Si por “progresista” se entiende a alguien que desea y promueve el desarrollo de la ciencia y de la técnica al servicio del ser humano, la lucha contra las desigualdades, la extensión y mejora de la educación y la sanidad, la preocupación por el planeta, la defensa y promoción de los derechos humanos, la superación de barreras y fronteras, la creatividad en el arte, etc., entonces me considero progresista. Pero si –como sucede a menudo con algunos partidos políticos de izquierda– en el mismo paquete se mete el derecho al aborto y la eutanasia, la maternidad subrogada, las trabas a una educación de acuerdo a las convicciones de los padres, la ideología (que no perspectiva) de género, la promoción de la lucha de clases, etc., entonces no me considero progresista. Lo que importa no es la etiqueta que nos ponemos o que concedemos a los otros, sino lo que hay dentro del paquete. Una de las perversiones del lenguaje es etiquetar con palabras prestigiadas (como “progresista”) realidades que no se corresponden con el sentido auténtico de esas palabras. ¿Es “progresista” (es decir, promueve el desarrollo de la humanidad) defender el aborto como un derecho? Quizá no hay una perversión mayor. La vida nos va enseñando a no dejarnos seducir por el lenguaje. También aquí vale el dicho de Jesús: “Por sus frutos los conoceréis”.

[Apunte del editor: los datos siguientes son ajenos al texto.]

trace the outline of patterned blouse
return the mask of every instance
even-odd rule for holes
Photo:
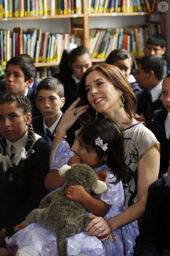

Creo que no hay nada más progresista que aquello que hunde sus raíces en la tradición. Sin savia, ningún árbol puede producir frutos. Si algo vivimos los cristianos en la Navidad es que Dios ha querido manifestarse como hombre, de manera que todo lo que hacemos por promover la verdadera vocación del ser humano significa dar gloria a Dios. En las últimas décadas se cita con mucha frecuencia la célebre frase de san Ireneo (“gloria Dei vivens homo”, la gloria de Dios es el hombre viviente), pero, por razones que ignoro, se desgaja de la segunda parte, que reza así: “et vita hominis visio Dei” (y la vida del hombre es la visión de Dios). Quien cree en Dios promueve al máximo el desarrollo pleno del ser humano, es “progresista” en el sentido más noble del término. Pero, al mismo tiempo, sabe que la vida plena no se reduce a una buena educación, salud y protección social, sino que aspira a la visión de Dios. Solo quienes mantienen los dos polos unidos son los verdaderos “progresistas”, los que contribuyen al desarrollo de la humanidad. Me temo que muchos de los que se autodenominan así han perdido un ala por el camino.